In Table 3, in the Twitter-2015 and Twitter-2017 data sets, the F1 value of w/o Gan is respectively reduced by 0.32% and 0.43%, which shows that the addition of the countermeasure learning task makes the regional visual features and text features more similar in semantic distribution, easier to fuse, and further improves the entity recognition capability of the model.
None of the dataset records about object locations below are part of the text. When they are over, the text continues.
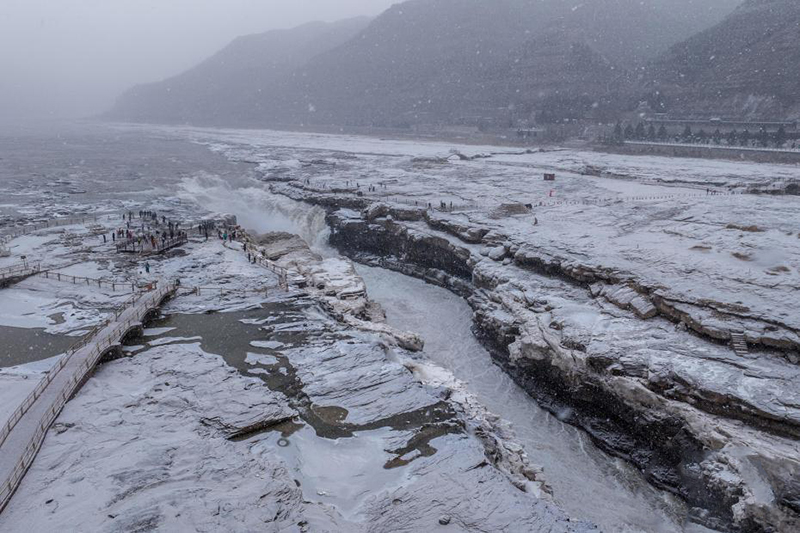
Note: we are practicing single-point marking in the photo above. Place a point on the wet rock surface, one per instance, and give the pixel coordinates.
(254, 407)
(678, 407)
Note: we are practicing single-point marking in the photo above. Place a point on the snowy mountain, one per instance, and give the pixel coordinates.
(433, 61)
(239, 84)
(746, 65)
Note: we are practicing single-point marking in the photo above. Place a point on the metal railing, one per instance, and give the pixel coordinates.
(144, 303)
(20, 270)
(261, 260)
(113, 285)
(144, 246)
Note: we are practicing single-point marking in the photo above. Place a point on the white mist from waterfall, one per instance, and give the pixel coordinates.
(257, 209)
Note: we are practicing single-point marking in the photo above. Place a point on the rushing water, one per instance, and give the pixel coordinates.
(586, 482)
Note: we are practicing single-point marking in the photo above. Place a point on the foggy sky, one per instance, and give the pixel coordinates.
(72, 58)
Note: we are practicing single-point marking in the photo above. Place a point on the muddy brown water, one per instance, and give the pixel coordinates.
(226, 334)
(27, 345)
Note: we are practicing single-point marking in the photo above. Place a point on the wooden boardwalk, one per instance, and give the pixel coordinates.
(15, 274)
(23, 434)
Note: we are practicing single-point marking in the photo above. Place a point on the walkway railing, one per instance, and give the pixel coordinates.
(100, 345)
(143, 246)
(91, 282)
(20, 270)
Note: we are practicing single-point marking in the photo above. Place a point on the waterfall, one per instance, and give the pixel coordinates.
(256, 208)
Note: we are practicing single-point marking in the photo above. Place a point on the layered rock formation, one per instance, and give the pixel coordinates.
(719, 430)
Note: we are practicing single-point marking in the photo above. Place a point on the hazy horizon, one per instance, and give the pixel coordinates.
(72, 58)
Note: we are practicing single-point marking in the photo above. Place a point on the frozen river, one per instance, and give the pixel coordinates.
(586, 482)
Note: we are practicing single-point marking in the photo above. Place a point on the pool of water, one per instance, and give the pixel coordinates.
(586, 482)
(27, 345)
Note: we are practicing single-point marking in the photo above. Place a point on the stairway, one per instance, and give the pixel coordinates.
(739, 343)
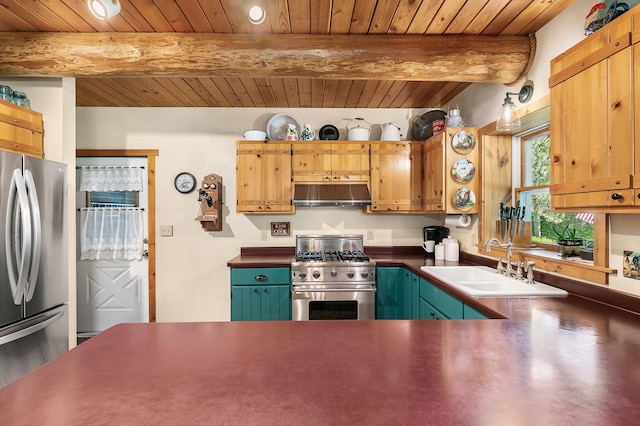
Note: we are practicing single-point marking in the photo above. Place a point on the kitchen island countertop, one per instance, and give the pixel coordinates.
(484, 372)
(550, 361)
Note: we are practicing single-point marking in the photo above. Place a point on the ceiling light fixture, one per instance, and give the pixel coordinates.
(257, 15)
(104, 9)
(508, 117)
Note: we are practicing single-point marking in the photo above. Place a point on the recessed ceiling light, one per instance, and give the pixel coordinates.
(103, 9)
(257, 15)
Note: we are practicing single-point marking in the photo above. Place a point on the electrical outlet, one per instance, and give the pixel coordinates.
(166, 230)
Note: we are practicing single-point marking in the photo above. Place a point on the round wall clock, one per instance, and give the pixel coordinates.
(185, 182)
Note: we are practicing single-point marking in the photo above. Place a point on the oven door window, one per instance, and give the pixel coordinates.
(333, 310)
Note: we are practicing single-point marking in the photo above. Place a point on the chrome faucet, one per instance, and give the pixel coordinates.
(508, 270)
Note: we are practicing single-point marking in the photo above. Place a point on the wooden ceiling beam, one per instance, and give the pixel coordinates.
(461, 58)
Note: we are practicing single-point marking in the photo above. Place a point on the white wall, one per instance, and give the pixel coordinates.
(192, 277)
(480, 104)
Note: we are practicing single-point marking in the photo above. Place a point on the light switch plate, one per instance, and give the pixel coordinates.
(166, 230)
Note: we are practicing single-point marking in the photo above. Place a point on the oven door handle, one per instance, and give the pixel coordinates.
(334, 290)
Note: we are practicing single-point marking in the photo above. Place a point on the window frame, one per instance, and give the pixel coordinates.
(496, 149)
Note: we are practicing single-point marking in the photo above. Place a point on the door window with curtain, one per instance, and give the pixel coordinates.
(112, 226)
(533, 191)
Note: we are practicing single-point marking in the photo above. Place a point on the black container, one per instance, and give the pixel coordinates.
(435, 233)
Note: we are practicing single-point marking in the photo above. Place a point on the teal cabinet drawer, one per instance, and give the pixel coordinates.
(441, 300)
(427, 290)
(427, 311)
(470, 313)
(260, 276)
(448, 305)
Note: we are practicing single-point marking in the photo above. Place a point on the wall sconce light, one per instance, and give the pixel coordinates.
(508, 117)
(257, 15)
(104, 9)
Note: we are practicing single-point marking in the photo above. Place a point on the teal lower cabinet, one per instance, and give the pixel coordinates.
(396, 289)
(446, 305)
(427, 311)
(260, 294)
(401, 294)
(470, 313)
(388, 287)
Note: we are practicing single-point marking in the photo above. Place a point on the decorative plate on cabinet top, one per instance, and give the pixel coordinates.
(463, 171)
(278, 126)
(463, 142)
(464, 199)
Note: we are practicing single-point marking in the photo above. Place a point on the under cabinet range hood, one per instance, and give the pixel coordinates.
(318, 195)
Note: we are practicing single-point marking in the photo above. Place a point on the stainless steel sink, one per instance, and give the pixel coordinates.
(482, 281)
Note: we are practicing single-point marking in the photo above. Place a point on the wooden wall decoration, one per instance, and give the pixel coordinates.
(210, 199)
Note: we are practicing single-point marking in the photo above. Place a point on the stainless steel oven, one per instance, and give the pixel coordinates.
(332, 279)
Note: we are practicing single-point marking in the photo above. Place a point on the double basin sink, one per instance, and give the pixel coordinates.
(482, 281)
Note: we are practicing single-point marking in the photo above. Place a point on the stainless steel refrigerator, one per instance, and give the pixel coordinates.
(34, 322)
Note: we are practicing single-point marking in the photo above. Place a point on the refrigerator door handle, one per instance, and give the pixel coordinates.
(36, 224)
(18, 259)
(27, 328)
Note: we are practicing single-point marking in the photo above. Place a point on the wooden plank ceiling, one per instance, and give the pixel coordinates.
(304, 17)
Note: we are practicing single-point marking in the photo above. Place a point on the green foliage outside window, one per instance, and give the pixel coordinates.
(536, 174)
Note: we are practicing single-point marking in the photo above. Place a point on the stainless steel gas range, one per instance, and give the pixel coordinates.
(332, 279)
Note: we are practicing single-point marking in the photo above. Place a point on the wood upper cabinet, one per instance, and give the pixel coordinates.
(450, 175)
(21, 130)
(592, 121)
(433, 176)
(263, 177)
(396, 172)
(330, 162)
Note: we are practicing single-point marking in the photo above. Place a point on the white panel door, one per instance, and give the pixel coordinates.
(111, 292)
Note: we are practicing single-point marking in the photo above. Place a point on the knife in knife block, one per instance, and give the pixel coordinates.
(522, 241)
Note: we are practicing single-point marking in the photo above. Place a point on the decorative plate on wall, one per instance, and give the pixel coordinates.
(464, 199)
(463, 142)
(463, 171)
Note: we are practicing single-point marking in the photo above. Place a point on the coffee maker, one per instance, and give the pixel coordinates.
(435, 233)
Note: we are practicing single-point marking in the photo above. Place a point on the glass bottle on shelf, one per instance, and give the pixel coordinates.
(20, 98)
(6, 94)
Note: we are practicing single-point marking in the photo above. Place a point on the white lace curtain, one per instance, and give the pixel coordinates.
(110, 178)
(111, 233)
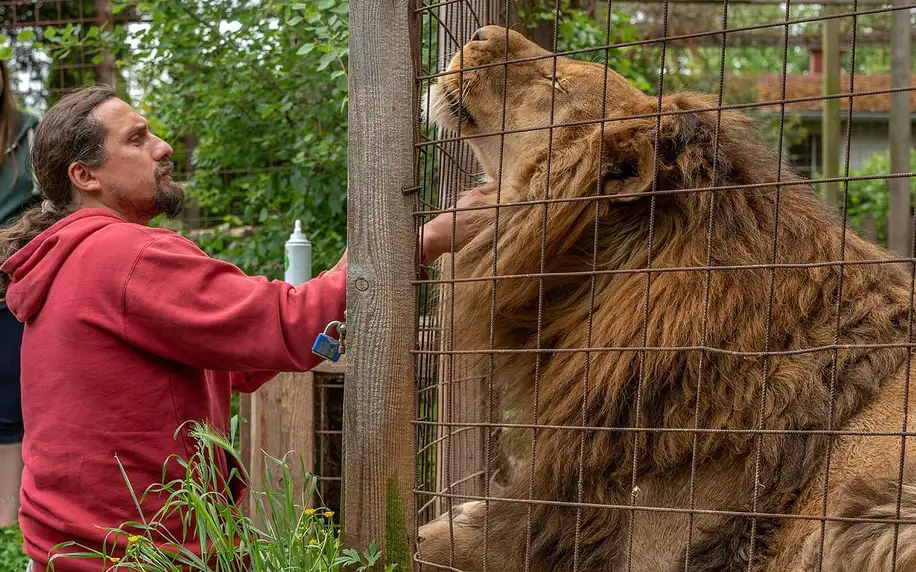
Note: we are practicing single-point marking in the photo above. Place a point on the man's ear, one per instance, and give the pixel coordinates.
(83, 178)
(675, 146)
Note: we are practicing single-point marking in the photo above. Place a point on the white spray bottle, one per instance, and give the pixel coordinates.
(297, 261)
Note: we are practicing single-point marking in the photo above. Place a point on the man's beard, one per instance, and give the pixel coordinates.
(169, 194)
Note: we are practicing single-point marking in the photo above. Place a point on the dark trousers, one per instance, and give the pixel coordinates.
(10, 399)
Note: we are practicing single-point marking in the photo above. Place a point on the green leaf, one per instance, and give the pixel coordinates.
(326, 60)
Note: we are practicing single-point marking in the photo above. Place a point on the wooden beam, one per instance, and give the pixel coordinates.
(830, 127)
(379, 466)
(900, 218)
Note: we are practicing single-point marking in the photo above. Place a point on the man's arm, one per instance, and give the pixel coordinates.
(184, 306)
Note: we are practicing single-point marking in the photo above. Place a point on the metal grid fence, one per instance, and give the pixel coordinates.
(664, 353)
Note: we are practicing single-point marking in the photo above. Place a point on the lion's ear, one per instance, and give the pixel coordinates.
(674, 147)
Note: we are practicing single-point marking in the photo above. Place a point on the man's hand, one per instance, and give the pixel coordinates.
(437, 233)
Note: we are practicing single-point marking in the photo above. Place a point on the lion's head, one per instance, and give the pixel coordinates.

Continuing to remove the regional visual characteristics (Reg) or removing the object-level visual labels and the image Keywords (KL), namely w/o Reg and w/o KL, wherein the multi-mode fusion layer can only fuse one image characteristic, and experiments show that in a Twitter-2015 data set, F1 values of w/o Reg and w/o KL are respectively reduced by 0.27 percent and 1.99 percent; in the Twitter-2017 dataset, the F1 values of w/o Reg and w/o KL are respectively reduced by 0.94% and 1.02%, which verifies that different image features can only represent part of semantics in an image, and features in image modes can be complemented, so that more comprehensive image description is obtained. In addition, the ablation experiment is carried out on the text characterization on the basis of removing the challenge learning task (Gan), namely the F1 value of w/o Char in the Twitter-2015 and Twitter-2017 data sets is respectively reduced by 1.41 percent and 0.63 percent, which shows that when characters are used for representing the missing semantics in the complement text, the quality of the multi-modal characterization is also improved, and the performance of the model is improved.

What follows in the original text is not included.